SIX became controlled by Dan Snyder & Red Zone in ’05 before seeking bankruptcy protection in June ’09.  SIX emerged from bankrtupcy on 4/30/10 led by the prior CEO who was then fired and replaced by a new management team in August 2010 led by CEO James Reid-Anderson (ledDade Behring out of bankrtupcy to a Siemens acquisitions, terrific reputation), and COO Al Weber (prior CEO of Paramount Parks). 


Over the past decade SIX has struggled with flat/declining revenue.  EBITDA vacillated between $180-275m for the 7 years leading into the bankruptcy.  The new CEO aims to turn this around with cost cutting, capex cutting and better pricing strategies. 
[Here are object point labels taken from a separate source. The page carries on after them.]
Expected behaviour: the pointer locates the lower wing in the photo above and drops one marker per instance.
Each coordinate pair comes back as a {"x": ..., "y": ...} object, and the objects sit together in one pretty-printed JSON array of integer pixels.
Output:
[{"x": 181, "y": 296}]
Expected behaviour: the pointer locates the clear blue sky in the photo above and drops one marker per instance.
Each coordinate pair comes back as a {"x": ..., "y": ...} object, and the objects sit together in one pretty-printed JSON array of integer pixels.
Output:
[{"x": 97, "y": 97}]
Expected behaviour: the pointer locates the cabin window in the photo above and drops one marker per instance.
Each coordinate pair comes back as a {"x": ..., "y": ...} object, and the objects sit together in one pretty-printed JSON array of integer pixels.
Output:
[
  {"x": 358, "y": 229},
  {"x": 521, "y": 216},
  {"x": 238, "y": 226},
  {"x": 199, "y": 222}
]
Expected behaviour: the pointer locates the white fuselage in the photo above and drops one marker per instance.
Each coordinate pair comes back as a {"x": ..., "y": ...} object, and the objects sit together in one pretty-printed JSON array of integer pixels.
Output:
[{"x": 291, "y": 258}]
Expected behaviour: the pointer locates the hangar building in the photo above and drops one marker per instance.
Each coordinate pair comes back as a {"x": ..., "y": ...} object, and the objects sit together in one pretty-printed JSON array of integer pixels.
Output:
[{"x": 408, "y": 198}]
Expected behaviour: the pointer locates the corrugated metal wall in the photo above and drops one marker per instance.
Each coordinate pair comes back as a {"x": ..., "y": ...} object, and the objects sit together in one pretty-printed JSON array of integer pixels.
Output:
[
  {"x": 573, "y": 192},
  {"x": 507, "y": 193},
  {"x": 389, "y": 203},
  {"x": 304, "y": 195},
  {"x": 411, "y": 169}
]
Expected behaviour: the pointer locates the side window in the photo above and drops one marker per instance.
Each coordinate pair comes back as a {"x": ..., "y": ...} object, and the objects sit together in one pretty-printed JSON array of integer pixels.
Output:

New management has done a good job boosting EBITDA generation from the same assets as the old team. These actions are surely net value creative.  A few easy long hanging fruit items have contributed quite a bit of easy cost savings –Park Aveheadquarters, excess advertising.  However it is important to remember that these types of decisions can have some negative longer term impact on the core business.  Because this is a destination trip, customers who show up at the gate and find higher than expected ticket prices will probably buy the ticket anyway, but might be less inclined to return.  In the same way a customer might be less likely to return if lines are clogged with cheap season pass holders or if they are frustrated that rich kids with flash passes keep cutting their kids in the hourlong line for Kingda Ka.  Eliminating capex on big headline rides, and cutting advertising budget should also have negative long term effects. 


Importantly, these price initiatives don’t create a sustaining growth trajectory, they are just one-off price growth levers.  Once optimal price is reached, sustaining growth is just inflation-type pricing, which doesn’t deserve much of a multiple.  The question is how far above last year’s $350m EBITDA and $3.50 “cash” EPS (really $2.03 of sustaining cash EPS) should you apply an inflation-growth multiple. 


I do not hold a position of employment, directorship, or consultancy with the issuer.
I and/or others I advise hold a material investment in the issuer's securities.